Why WinSCP became an open source classic

If you’re a Windows user and you’re connecting securely to remote machines, you’ve probably heard about WinSCP. This multi-functional open source tool has been around since 2000 and it’s now considered a classic by a vast global user-base.

WinSCP is the brainchild of Martin Prikryl, a 36-year old Czech developer living in Prague, who’s been refining it for 15 years.

Origins and evolution

The story of WinSCP begins in March 2000, when Prikryl was working in the IT department of the University of Economics in Prague.

“At the time WinSCP was probably the first GUI file transfer client for SSH, at least on the Windows platform,” Prikryl recalls. “The original idea came from Jan Havlicek.
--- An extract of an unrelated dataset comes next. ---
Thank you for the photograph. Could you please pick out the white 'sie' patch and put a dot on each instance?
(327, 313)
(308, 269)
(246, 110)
He wanted the tool so much that he bothered me for weeks, until I finally decided to implement it for him.”

If you’re wondering about the name, WinSCP (Windows Secure CoPy) was meant to be temporary, but they never thought of a more suitable name, and here we are today.
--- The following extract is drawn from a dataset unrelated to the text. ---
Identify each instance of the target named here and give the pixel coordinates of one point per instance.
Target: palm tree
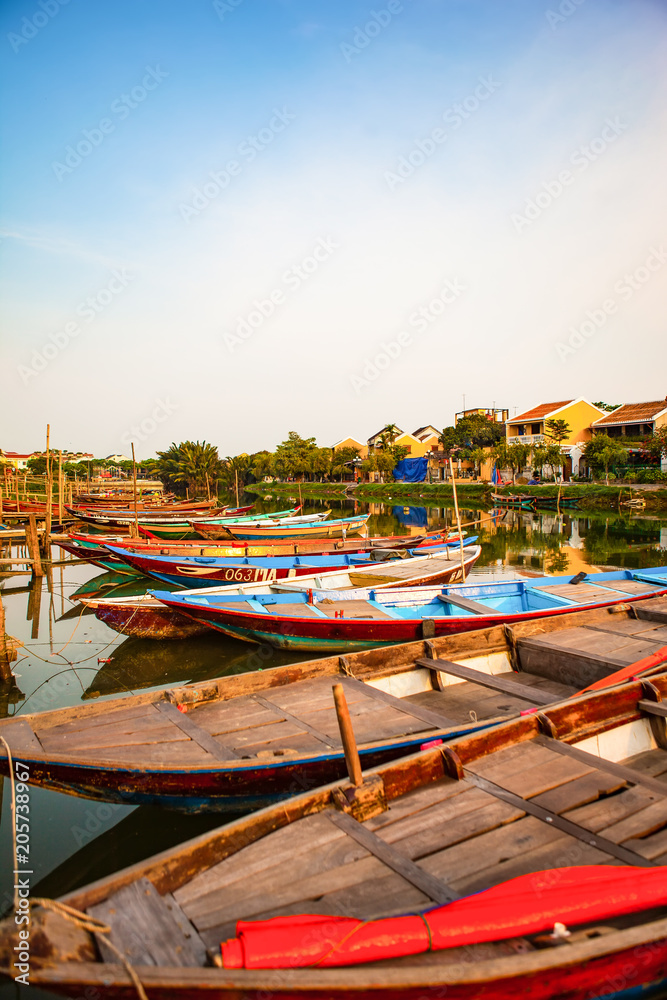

While the development is mostly a solitary job, more than a 100 people are involved in translating WinSCP into over 40 languages. While not everybody might be able to contribute code, the beauty of open source is that many loyal users donate money, contribute to the forum, send in bug reports, suggest enhancements, and continually spread the word about the project.

“Money was never the primary motivation for me. It was the freedom of making an application the way I wanted, to test my capabilities. It took many years running the project in my free time, making it better, and growing the community, before it generated enough money so that I could work on it full time. Basically, I have learned that you can pay your bills by giving software for free,” said Prikryl.

As with any successful project, he wants to keep his users happy by polishing the user interface, improving the tool’s performance and adding functionality.


One of the application’s interfaces, similar to Norton Commander.

WinSCP: The powerhouse

WinSCP offers a polished GUI which enables you to copy files between a local and remote computer using multiple protocols: FTP, FTPS, SCP, SFTP or WebDAV.

Advanced users can automate WinSCP functionality using .NET assembly or simple batch file scripting. You can start editing a file directly from WinSCP, either using WinSCP internal text editor or using integration with an external text editor.

WinSCP offers several ways to synchronize your remote and local directories. It can even share site settings with another popular open source tool – PuTTY. WinSCP integrates also with Pageant (PuTTY authentication agent) for support of public key authentication with SSH.

Admins love WinSCP’s support for portable operation using a configuration file instead of registry entries, suitable for operation from removable media.

Advice for open source developers

“If you want to develop open source software, keep in mind you’re signing up for a marathon, not a short distance race. In order to be successful, you need to carefully divide your time between programming, testing, user support, documentation and planning the next steps,” notes Prikryl.

Since development and maintenance are complex, long-term goals, you should carefully choose what programming language and environment you start with.

“I’ve learned that my choice of Borland C++ Builder IDE was not good selection for the long term. While it was popular when I started the project, it’s barely used nowadays, which greatly limits contributions. Also, some 3rd party libraries used in WinSCP are not maintained by their authors anymore, so I need to maintain them on my own,” Prikryl explained.

“In order to make your open source software successful, you need to be able to decide what to do and what not to do. Both are equally important. Developing security software needs constant focus. What was seen as secure yesterday might not be secure today.”